Abortion is one of the most violent acts out there. Do they know what abortion is? If not, why not? Too many procurers of abortion do not even know what happens, because they have not been educated about it. An abortion victim suffers far worse than just feet being cut off.

Kids can handle it.

Just a couple a years ago there was the video of the poor KBR worker in Iraq that was decapitated by Al Quaeda - I am sure one can still find it on YouTube - I know Al Jazeera showed it world wide - most of us in the military have seen it at one point or another from start to finish.
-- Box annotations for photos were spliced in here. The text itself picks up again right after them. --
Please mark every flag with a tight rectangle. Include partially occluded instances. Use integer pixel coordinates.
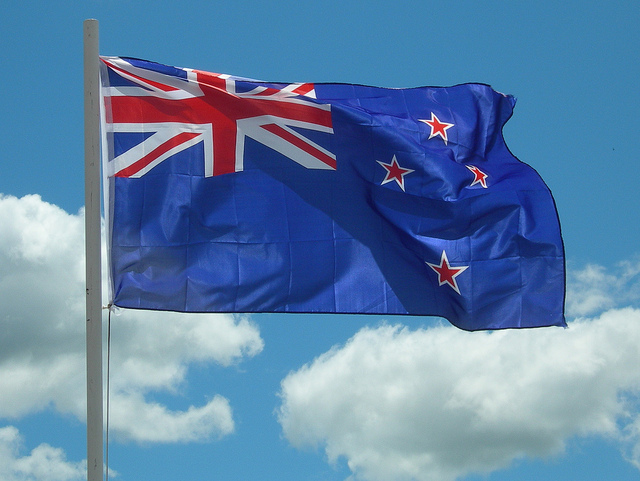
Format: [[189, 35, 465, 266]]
[[101, 57, 565, 330]]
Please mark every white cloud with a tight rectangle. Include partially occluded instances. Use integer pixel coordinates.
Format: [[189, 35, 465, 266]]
[[0, 195, 263, 442], [567, 257, 640, 317], [0, 426, 87, 481], [279, 263, 640, 481]]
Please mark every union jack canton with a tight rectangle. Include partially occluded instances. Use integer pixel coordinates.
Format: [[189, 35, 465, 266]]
[[102, 57, 336, 177]]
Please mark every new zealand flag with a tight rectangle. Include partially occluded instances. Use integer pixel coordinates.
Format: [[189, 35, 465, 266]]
[[101, 57, 565, 330]]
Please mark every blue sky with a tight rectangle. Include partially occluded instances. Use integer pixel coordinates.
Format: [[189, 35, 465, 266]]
[[0, 0, 640, 481]]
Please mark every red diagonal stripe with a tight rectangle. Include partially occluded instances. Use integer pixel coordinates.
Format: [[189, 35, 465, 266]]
[[262, 124, 336, 169], [115, 132, 200, 177]]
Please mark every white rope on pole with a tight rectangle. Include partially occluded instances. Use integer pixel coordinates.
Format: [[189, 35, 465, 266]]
[[83, 19, 103, 481]]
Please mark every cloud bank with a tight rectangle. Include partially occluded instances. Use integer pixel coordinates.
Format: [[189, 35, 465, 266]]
[[0, 195, 263, 443], [278, 262, 640, 481]]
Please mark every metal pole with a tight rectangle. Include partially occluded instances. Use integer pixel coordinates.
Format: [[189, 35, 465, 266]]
[[83, 19, 103, 481]]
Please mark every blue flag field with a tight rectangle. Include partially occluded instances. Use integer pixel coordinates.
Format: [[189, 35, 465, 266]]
[[101, 57, 565, 330]]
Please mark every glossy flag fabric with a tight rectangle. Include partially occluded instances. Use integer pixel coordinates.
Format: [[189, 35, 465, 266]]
[[101, 57, 565, 330]]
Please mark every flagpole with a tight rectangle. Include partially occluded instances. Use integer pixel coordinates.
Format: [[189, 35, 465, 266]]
[[83, 19, 103, 481]]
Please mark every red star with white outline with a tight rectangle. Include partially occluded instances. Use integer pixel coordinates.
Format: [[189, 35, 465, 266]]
[[376, 155, 413, 192], [426, 251, 469, 294], [418, 112, 454, 145], [466, 165, 489, 189]]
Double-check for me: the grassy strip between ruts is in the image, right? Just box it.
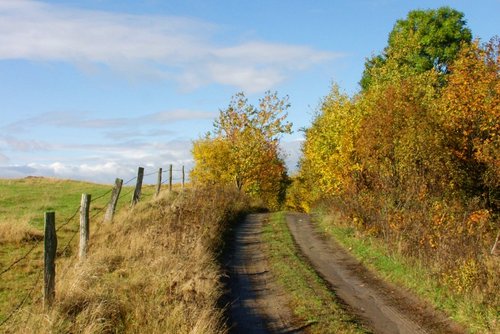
[263,212,367,333]
[315,212,500,333]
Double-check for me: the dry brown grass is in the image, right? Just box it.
[6,189,246,333]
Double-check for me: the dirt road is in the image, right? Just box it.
[227,214,300,334]
[287,214,463,334]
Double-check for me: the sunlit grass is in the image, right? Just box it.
[263,212,366,333]
[316,213,500,333]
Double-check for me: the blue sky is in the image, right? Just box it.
[0,0,500,183]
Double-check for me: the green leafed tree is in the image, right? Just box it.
[360,7,472,90]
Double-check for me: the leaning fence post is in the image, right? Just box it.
[131,167,144,206]
[78,194,91,260]
[104,178,123,223]
[168,164,172,191]
[182,165,186,189]
[156,168,162,197]
[43,211,57,308]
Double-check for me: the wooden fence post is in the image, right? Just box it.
[104,178,123,223]
[156,168,163,197]
[182,165,186,189]
[43,211,57,308]
[168,164,172,192]
[78,194,91,260]
[131,167,144,206]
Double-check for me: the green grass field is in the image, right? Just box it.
[0,177,155,323]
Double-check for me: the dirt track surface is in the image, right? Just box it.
[287,214,463,334]
[228,214,299,334]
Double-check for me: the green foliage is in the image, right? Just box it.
[191,92,292,208]
[360,7,472,90]
[289,28,500,330]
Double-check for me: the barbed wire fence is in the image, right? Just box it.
[0,165,186,331]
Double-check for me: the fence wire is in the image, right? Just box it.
[90,188,113,203]
[0,165,185,327]
[0,239,43,276]
[56,206,81,232]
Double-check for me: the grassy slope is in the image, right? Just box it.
[0,182,247,334]
[263,212,366,333]
[0,178,158,322]
[317,213,500,333]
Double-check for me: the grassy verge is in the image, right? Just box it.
[316,213,500,333]
[0,177,160,323]
[0,187,247,334]
[263,212,366,333]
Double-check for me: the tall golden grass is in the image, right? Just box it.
[6,188,248,333]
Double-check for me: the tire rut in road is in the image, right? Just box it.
[227,214,300,334]
[287,214,464,334]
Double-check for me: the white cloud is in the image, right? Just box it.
[0,136,52,151]
[0,0,340,92]
[0,152,9,164]
[0,141,193,183]
[3,109,217,132]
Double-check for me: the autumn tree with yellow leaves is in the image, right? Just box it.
[191,92,292,208]
[294,8,500,304]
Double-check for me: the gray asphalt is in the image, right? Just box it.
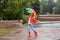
[0,21,60,40]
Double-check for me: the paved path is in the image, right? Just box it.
[0,21,60,40]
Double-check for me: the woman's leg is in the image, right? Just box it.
[28,24,31,37]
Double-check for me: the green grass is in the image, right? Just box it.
[0,28,16,36]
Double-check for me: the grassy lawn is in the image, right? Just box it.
[0,28,16,36]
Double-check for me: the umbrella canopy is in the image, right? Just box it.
[26,8,36,13]
[25,8,37,16]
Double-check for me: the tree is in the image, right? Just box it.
[31,0,40,14]
[55,0,60,14]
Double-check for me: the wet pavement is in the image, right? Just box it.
[0,22,60,40]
You don’t even have to go back to 1940.

Then there was the execution of Saddam Hussein that went all the way to him stepping to the gallows.

My point - these things have all been on the news or on a computer for your children depending on their ages to download at a friends house with the technological know how of a six year old.

This past weekend yes hearing about martyrs was very appopriate - especially since it is what we are called to do if need be. Many times in our lives we are called to be called soft martyrs. How many of us miss that calling?

Is their a children’s mass you could go to with your children or maybe a life teen mass?

The Maccabees example?? I may be wrong but I believe that was not just the example a couple weeks ago - it was the Liturgical reading.

Yes, it was, but as I pointed out, if you compare that passage in your Bible with what is read in church you’ll see that it is edited to leave out the gory details such as the brother being scalped and fried. No mention of the other brother being flayed.

When I was six years old in a quiet afternoon we went out with my brother to the street and player spy. The only unusual was that we did not spied autos, but dead men. It was the WWII around. My brother win he found 20, I only about 12. This was the reality.

Later on I was meditating long times, should I tell it to my sons, and decided that they are entitled to the truth and hear about it, anything else would be hypocrisy.

The Vietnam War era, showing the horrors of the war, was honest, [edited]

On the same way we are entitled to understand the heroics of the martyrs and that the faith is not some sweet words, joy, but a series of hard decisions.